Late night fast food and impaired driving appear to have at least a small amount of correlation. Though a greasy burger might sound great after a few drinks, it’s critical to have a sober person do the driving. In the past few weeks alone, officers have arrested several drivers across the country after they drunkenly maneuvered their way through drive-thru lanes.
The first instance occurred in Maryland, when a 47-year-old man from Severna Park was arrested and charged with drunk driving after going through a Taco Bell drive-thru lane. The incident occurred a little after 2 a.m. when officers say they received a call from restaurant employees who accused the man of acting belligerently.
The impaired motorist ordered food, but was for some reason refusing to pull up to the second window, demanding that he be served his food at the first window. When employees refused, the man began blowing his horn and cursing. The man then made matters worse by identifying himself as a state police officer, something that led to additional charges when the real officers eventually arrived.
Police say the man failed a series of field sobriety tests, specifically; he was unable to maintain his balance. The man also smelled of alcohol and had blood-shot eyes. He’s now been charged with DWI as well as impersonating an officer.
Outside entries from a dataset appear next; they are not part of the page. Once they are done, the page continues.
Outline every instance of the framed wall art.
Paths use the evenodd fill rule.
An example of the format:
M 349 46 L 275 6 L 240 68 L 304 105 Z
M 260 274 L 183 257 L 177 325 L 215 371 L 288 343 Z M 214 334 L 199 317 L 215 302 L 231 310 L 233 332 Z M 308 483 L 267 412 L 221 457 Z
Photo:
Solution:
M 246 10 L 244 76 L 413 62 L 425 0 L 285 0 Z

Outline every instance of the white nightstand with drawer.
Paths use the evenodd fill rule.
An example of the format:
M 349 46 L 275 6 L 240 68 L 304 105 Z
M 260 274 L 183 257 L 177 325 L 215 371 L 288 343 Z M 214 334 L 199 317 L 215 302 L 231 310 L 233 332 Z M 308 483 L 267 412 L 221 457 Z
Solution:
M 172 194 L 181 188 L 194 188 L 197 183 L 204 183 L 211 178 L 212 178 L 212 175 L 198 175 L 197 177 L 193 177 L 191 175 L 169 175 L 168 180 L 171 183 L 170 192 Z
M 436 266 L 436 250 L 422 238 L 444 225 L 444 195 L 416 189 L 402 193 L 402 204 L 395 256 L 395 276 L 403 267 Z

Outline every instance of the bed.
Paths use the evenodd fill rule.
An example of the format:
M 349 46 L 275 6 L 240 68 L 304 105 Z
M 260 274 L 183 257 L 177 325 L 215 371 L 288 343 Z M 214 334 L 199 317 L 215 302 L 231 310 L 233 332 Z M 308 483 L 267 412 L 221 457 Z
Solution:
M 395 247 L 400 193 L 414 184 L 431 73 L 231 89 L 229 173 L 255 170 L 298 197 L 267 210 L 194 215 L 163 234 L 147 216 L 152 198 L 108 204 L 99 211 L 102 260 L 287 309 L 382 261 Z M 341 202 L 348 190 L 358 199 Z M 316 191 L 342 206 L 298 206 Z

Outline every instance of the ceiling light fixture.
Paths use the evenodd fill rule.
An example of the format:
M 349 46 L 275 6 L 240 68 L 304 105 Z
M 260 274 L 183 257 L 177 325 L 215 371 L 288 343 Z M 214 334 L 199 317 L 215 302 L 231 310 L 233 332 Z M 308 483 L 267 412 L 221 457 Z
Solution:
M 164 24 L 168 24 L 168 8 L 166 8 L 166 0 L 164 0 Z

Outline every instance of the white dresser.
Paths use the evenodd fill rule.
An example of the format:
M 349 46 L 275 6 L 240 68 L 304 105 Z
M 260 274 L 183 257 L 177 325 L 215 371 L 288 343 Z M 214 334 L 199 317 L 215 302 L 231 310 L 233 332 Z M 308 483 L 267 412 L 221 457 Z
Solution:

In another case, this time out of Utah, a man was arrested after he fell asleep behind the wheel, blocking the drive-thru lane. The 38-year-old fell asleep in his car after placing his order. Employees called police and took the keys out of the ignition, though no one bothered to wake the driver.
When police arrived and asked if he had been drinking, the man said that he had, but only a little bit. His slurred words and clear intoxication meant officers were not even able to perform standard field sobriety tests and simply arrested him, charging him with suspicion of DUI and having an open container in his car.
Last year, a young man was arrested in Apple Valley for drunken behavior at a Taco Bell. The man started off on the wrong foot by making a pass at the female employee working the drive-thru window. After being rebuffed, the driver pulled into a nearby parking space and flashed his lights at the employee, saying he was going to wait for her to get off work. Police arrived soon thereafter and found him with a BAC nearly twice the legal limit.
The lesson from all of these cases is that drunk driving laws apply equally regardless of what kind of pavement the vehicle is located on. Minnesota’s DWI laws mean that those on interstates or drive-thru lanes are held to exactly the same standards. Even if you’re simply cruising the Taco Bell parking lot, you should understand that you could be charged with drunk driving if you are under the influence.